Entre más rascan hacia abajo más cadáveres encuentran; entre más rascan hacia arriba más políticos aparecen implicados, no solo con la desaparición de 43 normalistas sino en general con el crimen organizado. La tentación de dejar de rascar es grande, quisiéramos no saber de las existencia de más cadáveres ni de más autoridades involucradas, pero mientras no lleguemos a la raíz, taparlo será sólo para que vuela a surgir, cada vez peor, como ha sucedido desde hace 80 años.
Hasta ahora el caso Ayotzinapa ha involucrado al menos a dos alcaldes, el secretario de salud, el procurador y al gobernador de Guerrero. Todos ellos participaron en el encubrimientos de un crimen que aún no está claro quién ordenó, pero todos hicieron algo para ocultar o proteger. ¿Es Ángel Aguirre el eslabón más alto de esa cadena?; ¿cuántas otras cadenas como estás hay en Guerrero y en todo el país?

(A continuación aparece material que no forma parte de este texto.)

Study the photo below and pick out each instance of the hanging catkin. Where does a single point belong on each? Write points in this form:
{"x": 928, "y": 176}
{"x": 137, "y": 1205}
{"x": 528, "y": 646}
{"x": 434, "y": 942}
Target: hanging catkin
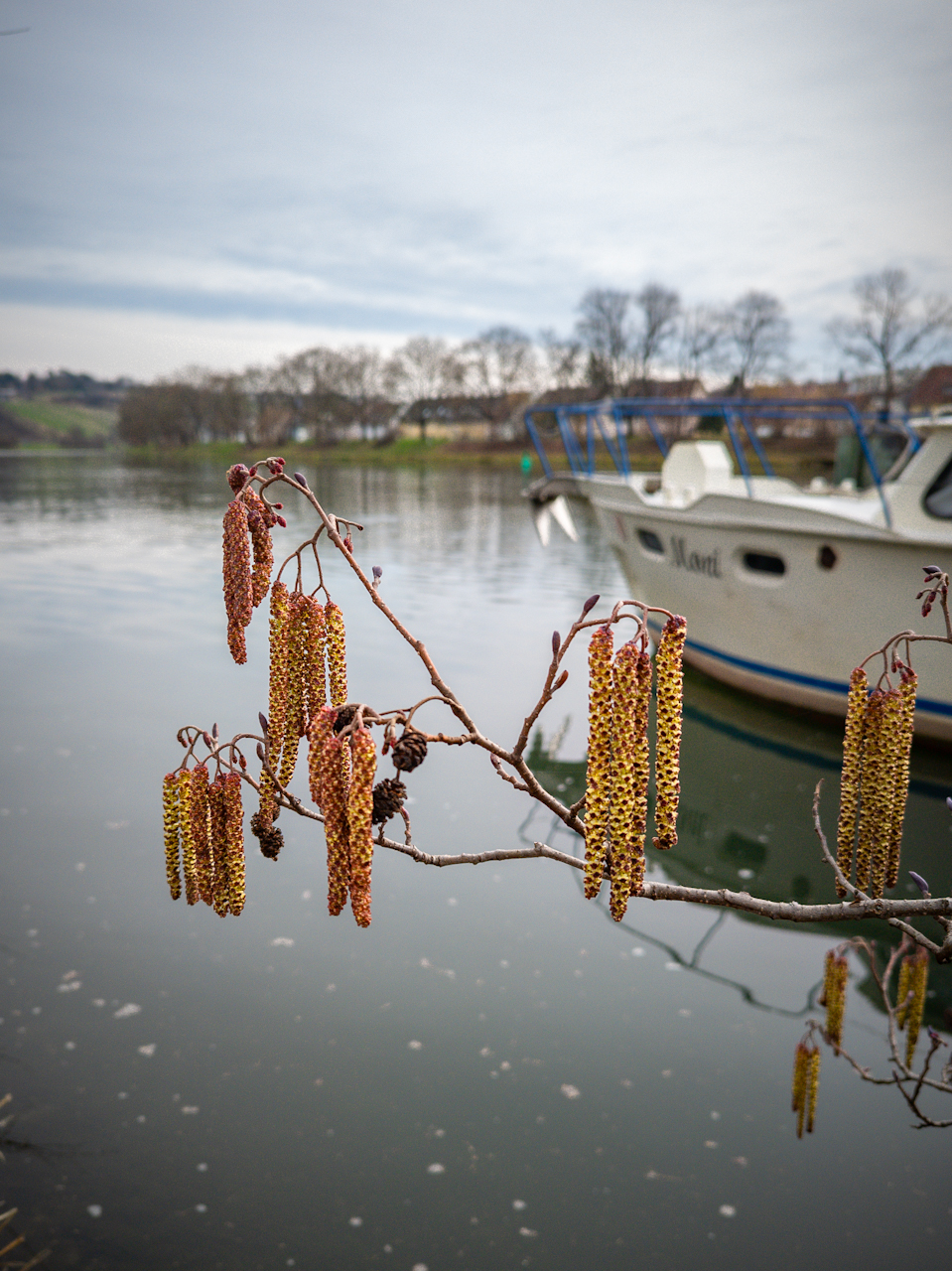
{"x": 335, "y": 788}
{"x": 336, "y": 653}
{"x": 642, "y": 773}
{"x": 670, "y": 694}
{"x": 889, "y": 744}
{"x": 359, "y": 810}
{"x": 621, "y": 775}
{"x": 236, "y": 570}
{"x": 851, "y": 775}
{"x": 599, "y": 766}
{"x": 169, "y": 824}
{"x": 185, "y": 824}
{"x": 906, "y": 725}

En los próximos días Peña Nieto tendrá que decidir si le pone la cara al problema de la relación del crimen con la política, con las consecuencias de gobernabilidad que ello tendría, o mantiene la apuesta por sólo administrar el problema, como ha sido hasta ahora.
Lo primero que hay que tener claro es que no se trata, como se ha manejado en el discurso oficial, de una infiltración del crimen organizado en la política, sino de un aparato criminal organizado desde la política. Esto es, no es que el crimen toque la esfera política y la contamine, sino que la génesis de las mafias de este país es el propio Estado. Poner cara al problema puede significar para el presidente Peña Nieto que el tema lo arrastre, más aún de lo que arrastró a Felipe Calderón, y tener que renunciar a su famosa nueva narrativa. Administrar el problema, cerrar la herida sin quitar la pus, significaría esperar a que ésta vuelva a brotar, cada vez con más violencia y virulencia, sin que pueda preverse cuándo, cómo, ni a quién se le romperá la silla, porque el crimen organizado, cual polilla, seguirá minando las instituciones del Estado, hasta que un día, eso que perece un mueble firme, terminará por derrumbarse convertido en una polvareda.
La gran apuesta de este gobierno fue el crecimiento económico, poner a México en movimiento, tratando de mitigar el problema de la pobreza con programas sociales más agresivos, pero sin tocar la estructura social, y administrando el tema de la violencia y la debilidad del Estado. Ahora sí que valga la metáfora, los consultores reestructuraron el negocio (reformas estructurales), pintaron la fachada (nueva narrativa), pero no arreglaron los cimientos de la fábrica (las instituciones del Estado) ni el problema de la herencia (el reparto de la riqueza). Por más buenos administradores y mercadólogos que sean los Peña boys, si no se corrigen los problemas de fondo no hay negocio que marche.
No se trata, pues, sólo de un simple golpe de timón, sino de replantear la estrategia completa. Es el momento de Peña.